Today’s gospel is in two parts. The second part – the story of the Good
Samaritan – is well known and the meaning clear: we should help our
neighbour in need in whatever way we can. So I will lay that to one side.
Let’s look, rather, at the first part. The lawyer’s question to Jesus: ‘What shall
I do to inherit eternal life?’
This lawyer is not the sort of lawyer we have now - someone who knows the
laws passed by Parliament. There was no parliament in the time of Jesus.
These lawyers are scholars who know the laws or commandments of God,
according to the Jewish Bible - the Old Testament. Jews believed that if they
lived according to these commandments, they would inherit eternal life.

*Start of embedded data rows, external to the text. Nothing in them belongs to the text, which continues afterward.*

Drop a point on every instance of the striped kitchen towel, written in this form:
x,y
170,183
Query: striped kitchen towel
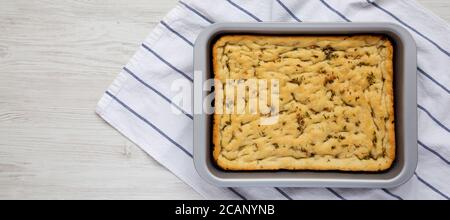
x,y
139,102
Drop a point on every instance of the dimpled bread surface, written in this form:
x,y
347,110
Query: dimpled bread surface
x,y
336,107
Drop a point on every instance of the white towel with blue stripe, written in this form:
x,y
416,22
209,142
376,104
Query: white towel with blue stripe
x,y
138,103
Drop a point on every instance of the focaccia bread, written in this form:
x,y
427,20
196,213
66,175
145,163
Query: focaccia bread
x,y
336,107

There are 613 commandments scattered through the Bible. 248 are positive:
do this. 365 are negative: don’t do that. You will be familiar with some: like the
Ten Commandments, which are a mix of positive – remember the Sabbath
day to keep it holy - and negative - You shall not steal.
It was the job of the lawyers, like rabbis today, to know what all the
commandments are and how they apply in life’s changing circumstances.

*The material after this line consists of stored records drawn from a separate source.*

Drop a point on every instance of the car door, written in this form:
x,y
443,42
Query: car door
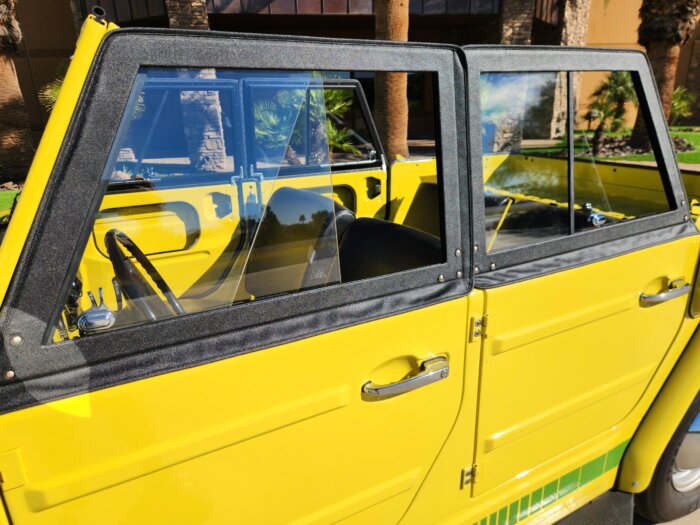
x,y
584,254
271,404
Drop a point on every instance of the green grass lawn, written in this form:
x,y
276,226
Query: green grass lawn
x,y
6,199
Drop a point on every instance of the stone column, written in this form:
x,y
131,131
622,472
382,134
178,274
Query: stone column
x,y
574,32
204,129
693,82
516,21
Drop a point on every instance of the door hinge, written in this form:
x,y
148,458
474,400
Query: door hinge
x,y
469,475
477,327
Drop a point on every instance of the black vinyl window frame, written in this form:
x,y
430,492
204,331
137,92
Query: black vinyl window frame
x,y
491,59
75,189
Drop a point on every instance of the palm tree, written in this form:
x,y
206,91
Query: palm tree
x,y
16,144
390,89
666,25
618,88
606,110
187,14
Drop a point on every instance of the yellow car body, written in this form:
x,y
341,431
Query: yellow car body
x,y
523,430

Now the question the lawyer asked Jesus, ‘What shall I do to inherit eternal
life?’, was a question from one Jew to another in a religious society and
culture.
But I think it’s the sort of question that all people wrestle with in all societies
and cultures, even less religious ones like ours.
The question we ask ourselves at some point in our lives is this: how do I live
well? How do I live in a way that is ethically satisfying to me and to God?

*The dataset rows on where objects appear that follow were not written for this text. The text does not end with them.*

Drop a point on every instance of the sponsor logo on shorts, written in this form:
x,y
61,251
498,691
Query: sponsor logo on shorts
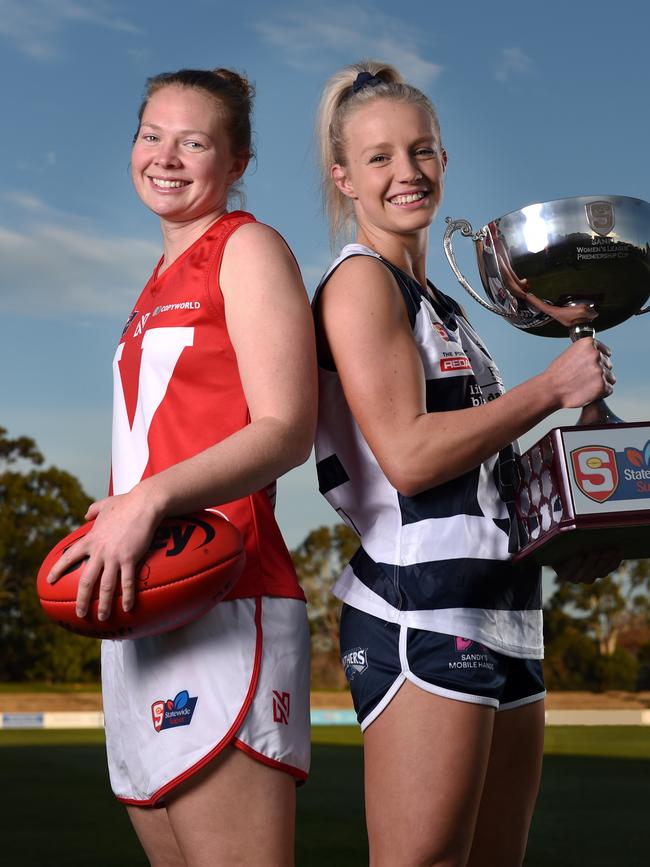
x,y
355,662
470,655
455,362
174,712
281,706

In September I’m going to marry a young couple in Cawthorne church, near
Barnsley. Towards the end of the service we’ll pray for their future married life.
The prayer ends with these words:
“May they nurture their family with devotion, see their children grow in
body, mind and spirit and come at last to the end of their lives with
hearts content…”
Those final words - “and come at last to the end of their lives with hearts
content…” capture, I think, what the lawyer is getting at with his question to
Jesus and what so many people ask today, though in their own way.
How am I to live so that I come to the end of my life with heart content?
Sometimes when a life ends, and we look back over it, we can be fairly sure
that this person would be able to say that their heart was content. Let me call
to mind someone who died at the start of the nineteenth century and
someone who died recently, to show what I mean.
A couple of weeks ago, I was in Winchester cathedral. In the north aisle I
passed the grave of Jane Austen, the novelist, who is buried there. You may
have read some of her novels or seen the TV adaptation of Pride and
Prejudice with Colin Firth and Jennifer Ehle.
Although she died young – she was 41 – I think she could have had a
contented heart. She had succeeded against considerable odds to do what
she always wanted – to write. But those who laid her to rest remembered her
primarily for other reasons. Her gravestone only hints at the fact that she was
a writer – it speaks of ‘the extraordinary endowment of her mind’. It dwells
more on her character: ’The benevolence of her heart, the sweetness of her
temper…’ ’The benevolence of her heart, the sweetness of her temper…’
And that made me think of the tragic death last week of the Liverpool
footballer, Diogo Jota. He also died young. But what I found so moving was
not just the fact that so many were so heartbroken at his death, but the
reasons why. Yes, they had lost a very talented player. But, as one former
captain of Liverpool put it, it was not just what he did on the field but the sort
of human being he was off it.
We want to do our best in our working life – as a novelist or a footballer or
anything else. But what will bring us to the end of our lives with hearts content
is how we treat those around us. The benevolence of our heart. The
sweetness of our temper.
What must I do to inherit eternal life? The answer for the lawyer and for us is
the same: Do what will bring you to the end of your life with heart content.